Había participado en algunas. Todos lo habían hecho, en la época en que la línea entre lo legal y lo necesario se difuminaba con demasiada facilidad. Operaciones antiterroristas. Infiltraciones. Seguimientos no autorizados. Cosas que, vistas desde la distancia, desde el otro lado del retiro y de demasiadas noches en vela, le hacían cuestionarse quién había sido realmente el hombre que llevaba esa placa.
Sergio había estado en muchas de esas operaciones con él.
El nombre de su antiguo compañero resonó en su cabeza con la familiaridad de una canción olvidada que de pronto vuelve. Sergio Mena. El hombre que le había enseñado todo lo que sabía sobre investigación policial. El hombre que había muerto en circunstancias que nunca quedaron del todo claras, a pesar del veredicto oficial de suicidio.
Ricardo se acercó al mueble donde guardaba sus cuadernos de notas personales. No los informes oficiales —esos habían quedado en comisaría, archivados o destruidos, daba igual— sino los cuadernos donde anotaba sus propias reflexiones, conexiones, sospechas que no entraban en los cauces oficiales.
Había doce cuadernos, de tapa negra, de espiral metálica. Los había numerado él mismo, con rotulador blanco. Cogió el último, el que correspondía a sus últimos años de servicio, y empezó a hojearlo.
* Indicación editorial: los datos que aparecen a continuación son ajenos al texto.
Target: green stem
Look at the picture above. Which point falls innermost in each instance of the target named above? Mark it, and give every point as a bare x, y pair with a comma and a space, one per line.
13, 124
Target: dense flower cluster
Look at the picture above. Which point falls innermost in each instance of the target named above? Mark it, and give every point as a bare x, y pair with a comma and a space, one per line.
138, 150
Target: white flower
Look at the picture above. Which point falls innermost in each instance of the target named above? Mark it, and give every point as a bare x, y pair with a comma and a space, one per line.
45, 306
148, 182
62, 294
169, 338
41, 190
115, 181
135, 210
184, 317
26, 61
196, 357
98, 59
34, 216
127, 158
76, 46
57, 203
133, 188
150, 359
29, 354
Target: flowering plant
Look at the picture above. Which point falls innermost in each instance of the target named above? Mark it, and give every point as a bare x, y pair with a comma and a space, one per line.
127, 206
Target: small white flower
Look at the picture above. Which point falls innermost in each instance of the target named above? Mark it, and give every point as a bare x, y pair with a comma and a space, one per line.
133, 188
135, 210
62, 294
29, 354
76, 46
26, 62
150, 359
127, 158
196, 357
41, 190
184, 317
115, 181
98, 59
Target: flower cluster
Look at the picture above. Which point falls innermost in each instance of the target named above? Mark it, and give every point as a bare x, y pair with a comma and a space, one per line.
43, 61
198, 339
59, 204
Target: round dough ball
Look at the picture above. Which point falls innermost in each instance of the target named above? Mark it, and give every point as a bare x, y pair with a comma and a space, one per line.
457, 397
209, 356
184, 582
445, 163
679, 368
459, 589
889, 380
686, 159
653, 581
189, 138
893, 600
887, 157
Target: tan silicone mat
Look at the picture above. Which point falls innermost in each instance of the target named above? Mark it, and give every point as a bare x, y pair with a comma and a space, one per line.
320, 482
Su propia letra le devolvía la mirada desde las páginas, apresurada a veces, meticulosa otras. Nombres tachados. Flechas que conectaban fechas. Dibujos esquemáticos de escenas del crimen. Y entre todo ello en la última página, escondido en una esquina inferior derecha, un número escrito con lápiz, casi imperceptible:
47
Ricardo sintió que el suelo se movía ligeramente bajo sus pies. Acercó el cuaderno a la luz. El número estaba ahí, sin duda, pero no recordaba haberlo escrito. No recordaba qué significaba. A su alrededor, en la misma página, había notas sobre otros casos, otros nombres, pero ese número flotaba aislado, sin conexión aparente con nada.
¿Cómo era posible que hubiera olvidado algo así?
Dejó el cuaderno sobre la mesa, junto a la carta anónima, y ambos papeles se miraron en silencio, guardando secretos que él mismo había enterrado sin saberlo.
La noche había caído sin que Ricardo se diera cuenta. Las farolas de la calle proyectaban un resplandor anaranjado sobre el suelo del apartamento, creando sombras alargadas que se retorcían en las paredes. Encendió la lámpara de pie y se sirvió un whisky. Solo dos dedos. O tres. Ya qué más daba.
Se hundió en el sillón de orejas que había sido de su padre y cerró los ojos.
Y entonces llegó el recuerdo.
No. No era exactamente un recuerdo. Era más bien un fragmento, una esquirla de algo más grande que se había roto hace mucho tiempo. Una voz. La voz de Sergio, inconfundible, con ese deje áspero de fumador empedernido.
«No abras ese archivo, Ricardo. Por lo que más quieras, no lo abras.»
¿Cuándo había dicho eso? ¿Dónde? Ricardo forzó la memoria, intentando atrapar el contexto, pero era como intentar sujetar agua con las manos. La voz estaba ahí, clara y nítida, pero todo lo demás se desvanecía en una bruma densa.
Abrió los ojos de golpe, con el corazón latiéndole más rápido de lo que debería. El whisky temblaba en su mano.
La lámpara parpadeó una vez, dos veces, y luego se estabilizó.
En el silencio del apartamento, solo se oía la lluvia y, muy a lo lejos, el ulular de una sirena perdiéndose en la noche.
Ricardo miró la carta sobre la mesa. Luego el cuaderno con ese número inexplicable. Y supo, con la certeza que solo da la experiencia de toda una vida persiguiendo verdades a medias, que algo muy malo había sucedido hace mucho tiempo.
Algo que alguien se había encargado de hacer desaparecer.
Algo que ahora, por alguna razón, quería volver.